Chudzik, “Onu bulduğumuzda, mezar kaya molozlarıyla doluydu, ayrıca erken Orta Krallık’tan çok sayıda eser, Yeni Krallık’tan Hathor’a adak teklifleri ve 20. hanedanın sonlarına ait bir mezarın kalıntılarıyla doluydu.” diyor. Hathor’a adanan sunulardan en eski malzemeler 18. hanedana tarihlenirken, diğerleri 19. ve 20. hanedan firavunlarının saltanatı sırasında yapılmıştı.

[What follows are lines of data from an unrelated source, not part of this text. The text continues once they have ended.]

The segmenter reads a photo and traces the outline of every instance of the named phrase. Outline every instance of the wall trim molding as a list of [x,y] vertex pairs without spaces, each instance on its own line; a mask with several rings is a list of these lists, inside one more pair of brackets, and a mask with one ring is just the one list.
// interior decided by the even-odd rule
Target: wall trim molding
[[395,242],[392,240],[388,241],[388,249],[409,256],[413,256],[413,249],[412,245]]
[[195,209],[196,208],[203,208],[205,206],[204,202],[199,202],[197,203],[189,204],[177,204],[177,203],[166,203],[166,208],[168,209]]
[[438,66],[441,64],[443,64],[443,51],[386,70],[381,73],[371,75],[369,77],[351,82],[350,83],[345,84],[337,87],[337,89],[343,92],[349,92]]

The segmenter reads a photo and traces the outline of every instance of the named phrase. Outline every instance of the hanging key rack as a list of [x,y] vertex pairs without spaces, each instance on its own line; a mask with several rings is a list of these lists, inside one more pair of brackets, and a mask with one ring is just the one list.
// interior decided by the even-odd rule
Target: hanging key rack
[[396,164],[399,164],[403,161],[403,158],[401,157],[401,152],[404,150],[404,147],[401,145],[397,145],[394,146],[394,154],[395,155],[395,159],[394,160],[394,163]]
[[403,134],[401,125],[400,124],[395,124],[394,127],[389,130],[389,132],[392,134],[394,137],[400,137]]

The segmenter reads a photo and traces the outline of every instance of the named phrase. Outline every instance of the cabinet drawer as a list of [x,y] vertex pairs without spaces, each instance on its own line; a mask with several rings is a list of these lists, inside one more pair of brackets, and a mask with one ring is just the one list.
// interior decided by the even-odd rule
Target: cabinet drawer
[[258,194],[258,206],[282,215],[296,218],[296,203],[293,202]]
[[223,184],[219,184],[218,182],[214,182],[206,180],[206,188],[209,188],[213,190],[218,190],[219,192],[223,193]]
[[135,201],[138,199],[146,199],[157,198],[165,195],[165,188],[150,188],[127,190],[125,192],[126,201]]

Çöp çukuru oldukça büyüktü. Birikinti, en yüksek noktası 0,5 metre olacak şekilde mezarın yaklaşık 15 metre uzunluğundaki koridorunu dolduruyordu. Çöplüğün büyüklüğüne rağmen, diğer arkeologlar önceki dönemlerde önemini gözardı ettiler. İsviçre’den arkeolog Édouard Naville aslen mezarı 1800’lerin sonlarında keşfetti, ancak molozlara dikkat etmenin ötesinde, çöplüğü pek araştırmadı. 1920’lerde tapınağı kazan bir Amerikan ekibi de çöp yığınını es geçti.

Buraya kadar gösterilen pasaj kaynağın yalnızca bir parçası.